I wanted to make a post and remind you all that the time to think of next fall, and the fall after that, and the fall after that has come. While many are still winding down on the 2017-18 season you need to start putting in the time in front of your laptop and marking your calendars for this year’s western application season. As I noted in my prior post it does not take a lot of money, or time to get yourself into an elk or deer or antelope tag in the western states, but it does take some thought and effort.

Wyoming’s non-resident elk deadline is approaching at the end of January. However, the good news is that if you don’t plan on hunting the cowboy state this year you can still apply for preference points later in the summer. My 2019 hunting party has been banking points for several years and will do so again this year in anticipation of our elk and antelope combo hunt. One of the best parts of applying for Wyoming is that they average your preference points across the party rather than defaulting you to the member with the lowest number of points (like Colorado). Wyoming by all accounts is worth the price though that price is climbing this year. However, for deer in the western part of the state you might consider holding onto your points. The winter of 2016-17 was brutal and reports are many mature bucks paid the price as well as the young of the year. So three more years from now you may find mature bucks lacking as well.

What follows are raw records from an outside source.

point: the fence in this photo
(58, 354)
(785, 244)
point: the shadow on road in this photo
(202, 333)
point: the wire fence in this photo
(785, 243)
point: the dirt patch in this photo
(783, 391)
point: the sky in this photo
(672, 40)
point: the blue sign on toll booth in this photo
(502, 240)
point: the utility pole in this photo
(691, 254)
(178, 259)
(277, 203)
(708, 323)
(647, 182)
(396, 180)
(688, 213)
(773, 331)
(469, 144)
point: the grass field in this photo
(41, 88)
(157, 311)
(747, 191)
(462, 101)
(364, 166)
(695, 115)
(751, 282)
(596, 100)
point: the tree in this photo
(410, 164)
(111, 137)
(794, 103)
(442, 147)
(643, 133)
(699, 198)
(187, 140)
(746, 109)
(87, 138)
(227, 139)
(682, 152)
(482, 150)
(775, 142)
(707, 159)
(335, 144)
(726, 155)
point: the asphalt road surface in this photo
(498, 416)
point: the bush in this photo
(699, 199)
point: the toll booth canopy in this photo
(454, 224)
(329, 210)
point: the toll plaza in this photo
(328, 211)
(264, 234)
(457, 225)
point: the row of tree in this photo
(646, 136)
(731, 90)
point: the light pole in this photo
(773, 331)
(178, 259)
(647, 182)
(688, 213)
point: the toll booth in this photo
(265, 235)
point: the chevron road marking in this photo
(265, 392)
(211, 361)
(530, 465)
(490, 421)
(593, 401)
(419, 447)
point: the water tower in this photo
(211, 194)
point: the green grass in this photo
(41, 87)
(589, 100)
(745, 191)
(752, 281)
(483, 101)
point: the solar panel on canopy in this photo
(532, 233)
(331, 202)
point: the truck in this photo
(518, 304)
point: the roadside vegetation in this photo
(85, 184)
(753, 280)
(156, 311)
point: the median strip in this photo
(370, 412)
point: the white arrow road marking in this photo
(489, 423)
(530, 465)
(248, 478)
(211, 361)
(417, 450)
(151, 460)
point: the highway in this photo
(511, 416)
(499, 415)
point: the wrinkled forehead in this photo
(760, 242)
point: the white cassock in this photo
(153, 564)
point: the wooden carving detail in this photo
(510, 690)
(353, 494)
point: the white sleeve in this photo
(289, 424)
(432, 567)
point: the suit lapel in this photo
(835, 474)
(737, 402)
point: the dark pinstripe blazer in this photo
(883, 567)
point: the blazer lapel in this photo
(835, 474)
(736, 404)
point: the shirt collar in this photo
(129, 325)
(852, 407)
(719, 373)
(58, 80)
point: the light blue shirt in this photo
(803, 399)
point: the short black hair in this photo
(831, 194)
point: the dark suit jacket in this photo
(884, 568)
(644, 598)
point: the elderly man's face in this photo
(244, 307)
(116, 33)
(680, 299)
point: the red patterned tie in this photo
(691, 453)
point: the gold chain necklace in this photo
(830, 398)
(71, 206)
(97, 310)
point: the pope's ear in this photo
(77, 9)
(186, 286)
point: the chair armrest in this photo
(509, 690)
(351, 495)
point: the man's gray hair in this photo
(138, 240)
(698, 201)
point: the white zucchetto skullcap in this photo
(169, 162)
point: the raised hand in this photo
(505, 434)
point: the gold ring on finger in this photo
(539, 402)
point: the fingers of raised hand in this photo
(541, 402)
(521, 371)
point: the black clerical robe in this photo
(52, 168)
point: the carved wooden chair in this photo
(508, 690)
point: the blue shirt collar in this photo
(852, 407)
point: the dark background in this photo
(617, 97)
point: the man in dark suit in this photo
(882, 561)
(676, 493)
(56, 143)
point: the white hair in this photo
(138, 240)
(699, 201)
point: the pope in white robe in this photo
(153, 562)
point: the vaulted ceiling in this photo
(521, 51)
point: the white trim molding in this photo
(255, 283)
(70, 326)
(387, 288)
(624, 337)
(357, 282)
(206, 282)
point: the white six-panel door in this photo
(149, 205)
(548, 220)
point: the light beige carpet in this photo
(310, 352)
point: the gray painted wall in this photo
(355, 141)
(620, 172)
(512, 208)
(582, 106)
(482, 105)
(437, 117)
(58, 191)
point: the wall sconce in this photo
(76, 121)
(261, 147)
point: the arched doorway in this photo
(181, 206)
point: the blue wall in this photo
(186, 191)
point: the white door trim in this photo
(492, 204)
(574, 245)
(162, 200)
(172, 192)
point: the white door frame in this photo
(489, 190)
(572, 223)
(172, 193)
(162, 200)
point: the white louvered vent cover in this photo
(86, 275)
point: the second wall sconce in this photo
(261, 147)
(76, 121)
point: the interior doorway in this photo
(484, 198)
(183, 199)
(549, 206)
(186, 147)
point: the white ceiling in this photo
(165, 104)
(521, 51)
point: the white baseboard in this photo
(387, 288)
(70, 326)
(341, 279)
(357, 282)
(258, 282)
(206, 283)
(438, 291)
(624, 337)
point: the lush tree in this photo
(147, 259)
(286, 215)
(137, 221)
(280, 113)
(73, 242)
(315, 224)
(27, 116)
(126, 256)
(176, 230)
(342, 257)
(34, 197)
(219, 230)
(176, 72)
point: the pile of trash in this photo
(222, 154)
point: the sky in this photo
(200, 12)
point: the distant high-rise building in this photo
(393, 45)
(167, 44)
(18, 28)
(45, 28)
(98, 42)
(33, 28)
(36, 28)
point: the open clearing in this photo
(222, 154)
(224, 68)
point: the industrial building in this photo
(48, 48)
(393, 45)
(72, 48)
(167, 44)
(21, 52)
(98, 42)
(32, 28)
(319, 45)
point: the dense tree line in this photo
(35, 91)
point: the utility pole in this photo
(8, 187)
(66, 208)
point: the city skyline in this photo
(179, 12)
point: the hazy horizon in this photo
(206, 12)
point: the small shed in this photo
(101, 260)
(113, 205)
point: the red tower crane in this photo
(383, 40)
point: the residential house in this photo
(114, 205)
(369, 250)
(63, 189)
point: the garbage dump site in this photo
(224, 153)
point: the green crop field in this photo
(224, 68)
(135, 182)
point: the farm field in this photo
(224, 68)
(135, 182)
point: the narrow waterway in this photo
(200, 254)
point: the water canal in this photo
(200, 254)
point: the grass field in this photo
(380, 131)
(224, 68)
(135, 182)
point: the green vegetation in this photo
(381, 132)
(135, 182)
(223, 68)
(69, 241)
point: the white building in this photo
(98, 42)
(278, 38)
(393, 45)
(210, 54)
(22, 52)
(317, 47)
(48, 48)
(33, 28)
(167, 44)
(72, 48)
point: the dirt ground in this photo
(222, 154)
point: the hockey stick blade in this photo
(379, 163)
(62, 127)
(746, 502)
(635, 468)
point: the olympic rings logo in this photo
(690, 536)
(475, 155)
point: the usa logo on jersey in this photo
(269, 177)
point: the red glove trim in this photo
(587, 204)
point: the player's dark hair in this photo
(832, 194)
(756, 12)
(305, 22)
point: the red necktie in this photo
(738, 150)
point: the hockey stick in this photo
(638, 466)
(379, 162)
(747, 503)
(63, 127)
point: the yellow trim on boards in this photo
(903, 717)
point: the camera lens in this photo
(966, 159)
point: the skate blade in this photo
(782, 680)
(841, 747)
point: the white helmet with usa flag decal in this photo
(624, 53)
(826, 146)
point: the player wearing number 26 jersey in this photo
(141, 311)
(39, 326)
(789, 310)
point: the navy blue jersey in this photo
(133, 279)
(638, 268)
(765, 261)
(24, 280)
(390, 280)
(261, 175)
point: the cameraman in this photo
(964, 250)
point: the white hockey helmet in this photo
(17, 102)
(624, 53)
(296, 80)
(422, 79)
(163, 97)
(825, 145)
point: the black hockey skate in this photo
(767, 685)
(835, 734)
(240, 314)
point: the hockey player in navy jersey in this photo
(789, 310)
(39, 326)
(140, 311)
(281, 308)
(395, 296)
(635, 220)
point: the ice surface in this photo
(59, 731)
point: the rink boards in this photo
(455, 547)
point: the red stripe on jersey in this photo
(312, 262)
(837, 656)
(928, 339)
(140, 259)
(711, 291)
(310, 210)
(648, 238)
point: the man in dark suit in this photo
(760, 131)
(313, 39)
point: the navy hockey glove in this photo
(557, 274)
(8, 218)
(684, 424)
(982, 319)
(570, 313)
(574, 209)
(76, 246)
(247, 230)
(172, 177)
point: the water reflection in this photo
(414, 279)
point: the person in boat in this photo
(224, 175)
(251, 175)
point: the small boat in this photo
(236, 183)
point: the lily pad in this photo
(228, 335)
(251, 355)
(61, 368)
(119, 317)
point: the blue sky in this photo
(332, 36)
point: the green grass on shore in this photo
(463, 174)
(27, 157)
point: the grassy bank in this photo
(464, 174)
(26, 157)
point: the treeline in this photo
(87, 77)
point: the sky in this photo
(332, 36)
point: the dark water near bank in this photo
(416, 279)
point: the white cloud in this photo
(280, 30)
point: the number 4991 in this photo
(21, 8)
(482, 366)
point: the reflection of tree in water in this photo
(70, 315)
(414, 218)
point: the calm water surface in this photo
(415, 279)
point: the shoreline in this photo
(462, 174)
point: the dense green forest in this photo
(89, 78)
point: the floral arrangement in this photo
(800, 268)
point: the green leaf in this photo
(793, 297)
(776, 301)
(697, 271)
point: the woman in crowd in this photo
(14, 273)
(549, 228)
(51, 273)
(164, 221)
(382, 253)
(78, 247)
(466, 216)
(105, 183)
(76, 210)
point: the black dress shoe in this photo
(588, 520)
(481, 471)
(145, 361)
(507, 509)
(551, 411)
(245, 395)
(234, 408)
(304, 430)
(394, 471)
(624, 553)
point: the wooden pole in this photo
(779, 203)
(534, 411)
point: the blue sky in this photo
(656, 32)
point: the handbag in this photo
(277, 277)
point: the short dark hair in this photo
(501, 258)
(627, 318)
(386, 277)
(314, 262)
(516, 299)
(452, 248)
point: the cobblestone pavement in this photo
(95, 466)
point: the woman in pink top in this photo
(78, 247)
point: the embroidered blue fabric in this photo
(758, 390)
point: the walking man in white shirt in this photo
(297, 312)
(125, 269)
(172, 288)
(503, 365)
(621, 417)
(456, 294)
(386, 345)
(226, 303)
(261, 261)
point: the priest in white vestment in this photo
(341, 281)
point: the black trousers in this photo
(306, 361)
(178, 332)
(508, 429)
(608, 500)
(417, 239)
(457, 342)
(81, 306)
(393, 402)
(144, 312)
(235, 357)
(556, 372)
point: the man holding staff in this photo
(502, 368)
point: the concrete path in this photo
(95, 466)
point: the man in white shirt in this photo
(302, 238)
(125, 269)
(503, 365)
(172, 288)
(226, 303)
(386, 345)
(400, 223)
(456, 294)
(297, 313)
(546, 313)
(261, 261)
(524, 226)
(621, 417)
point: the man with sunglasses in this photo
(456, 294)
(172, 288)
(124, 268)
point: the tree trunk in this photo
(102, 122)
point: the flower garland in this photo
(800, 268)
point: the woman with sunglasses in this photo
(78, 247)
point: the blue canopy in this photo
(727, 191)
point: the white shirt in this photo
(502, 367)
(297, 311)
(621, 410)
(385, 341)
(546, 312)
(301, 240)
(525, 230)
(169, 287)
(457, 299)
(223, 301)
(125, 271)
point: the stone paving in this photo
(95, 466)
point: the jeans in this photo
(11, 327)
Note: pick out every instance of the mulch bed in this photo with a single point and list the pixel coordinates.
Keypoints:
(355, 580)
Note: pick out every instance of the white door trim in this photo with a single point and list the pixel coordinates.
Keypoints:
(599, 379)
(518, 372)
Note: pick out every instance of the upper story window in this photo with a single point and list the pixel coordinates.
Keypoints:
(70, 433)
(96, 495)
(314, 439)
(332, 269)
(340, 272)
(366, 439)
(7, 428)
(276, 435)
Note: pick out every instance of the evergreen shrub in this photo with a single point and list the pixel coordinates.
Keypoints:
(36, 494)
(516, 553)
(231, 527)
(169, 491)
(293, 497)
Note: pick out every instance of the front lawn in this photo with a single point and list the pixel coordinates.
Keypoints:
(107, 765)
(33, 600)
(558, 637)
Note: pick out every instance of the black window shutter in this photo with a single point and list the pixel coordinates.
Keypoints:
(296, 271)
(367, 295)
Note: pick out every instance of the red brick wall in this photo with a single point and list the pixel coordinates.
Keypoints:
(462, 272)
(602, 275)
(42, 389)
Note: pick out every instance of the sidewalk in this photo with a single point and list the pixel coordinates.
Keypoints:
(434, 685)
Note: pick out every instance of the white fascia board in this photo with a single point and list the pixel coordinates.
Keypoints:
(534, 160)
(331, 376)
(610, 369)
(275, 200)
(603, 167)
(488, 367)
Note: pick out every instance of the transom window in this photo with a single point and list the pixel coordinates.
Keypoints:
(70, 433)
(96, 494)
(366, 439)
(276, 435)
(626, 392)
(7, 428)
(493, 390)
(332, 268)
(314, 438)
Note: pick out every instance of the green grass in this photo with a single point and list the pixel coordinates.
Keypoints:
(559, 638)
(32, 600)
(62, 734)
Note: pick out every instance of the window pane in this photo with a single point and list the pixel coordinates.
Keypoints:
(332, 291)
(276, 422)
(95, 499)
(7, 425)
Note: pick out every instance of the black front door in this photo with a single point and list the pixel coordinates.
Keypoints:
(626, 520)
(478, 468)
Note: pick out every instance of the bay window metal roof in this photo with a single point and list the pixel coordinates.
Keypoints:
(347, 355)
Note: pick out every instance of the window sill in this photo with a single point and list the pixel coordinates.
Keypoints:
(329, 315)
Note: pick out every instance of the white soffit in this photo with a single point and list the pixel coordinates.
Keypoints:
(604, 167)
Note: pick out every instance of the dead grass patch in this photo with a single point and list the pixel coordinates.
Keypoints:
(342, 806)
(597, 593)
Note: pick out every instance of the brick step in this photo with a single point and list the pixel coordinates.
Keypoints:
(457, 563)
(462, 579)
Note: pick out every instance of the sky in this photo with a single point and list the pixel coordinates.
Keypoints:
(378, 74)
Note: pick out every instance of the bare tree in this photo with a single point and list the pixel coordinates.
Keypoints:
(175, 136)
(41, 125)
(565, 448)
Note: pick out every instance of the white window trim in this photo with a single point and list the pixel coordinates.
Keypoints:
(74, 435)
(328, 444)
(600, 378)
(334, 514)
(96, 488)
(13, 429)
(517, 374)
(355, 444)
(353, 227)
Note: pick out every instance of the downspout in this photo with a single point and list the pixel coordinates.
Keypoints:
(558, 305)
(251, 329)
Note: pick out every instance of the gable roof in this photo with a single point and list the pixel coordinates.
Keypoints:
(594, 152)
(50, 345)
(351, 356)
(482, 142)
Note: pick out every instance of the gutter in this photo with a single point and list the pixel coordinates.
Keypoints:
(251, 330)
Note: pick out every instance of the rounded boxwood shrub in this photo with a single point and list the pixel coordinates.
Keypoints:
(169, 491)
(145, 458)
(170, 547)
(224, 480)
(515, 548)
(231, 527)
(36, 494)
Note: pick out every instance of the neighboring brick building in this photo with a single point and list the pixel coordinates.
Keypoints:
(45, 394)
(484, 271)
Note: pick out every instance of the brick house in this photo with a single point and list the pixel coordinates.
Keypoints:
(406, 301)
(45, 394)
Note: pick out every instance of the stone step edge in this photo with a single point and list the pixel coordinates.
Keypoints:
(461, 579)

Arizona’s elk and antelope draw deadline is also approaching. Everyone knows about the trophy elk and antelope that Arizona has to offer and its true that it may take some time to draw (10 years or more) for an archery elk rut hunt but it could be less if you think beyond those boundaries. Listening to recent podcasts has seen Randy Newberg and the Gritty Bowmen talking up the opportunities that exist in Arizona and there is a lot more than you may be thinking. You might want to take advantage of this as attempting to draw Arizona requires purchasing the general hunting license for $160. Preston and I have decided to make this state part of our application strategy, but given the costs we don’t apply for every western state requiring purchase of their general hunting license. So you will likely want to look into states like Idaho, Nevada, Utah, and Arizona where this requirement exists.

Good luck to everyone as we head into an exciting time of year. Who knows what this fall will have in store!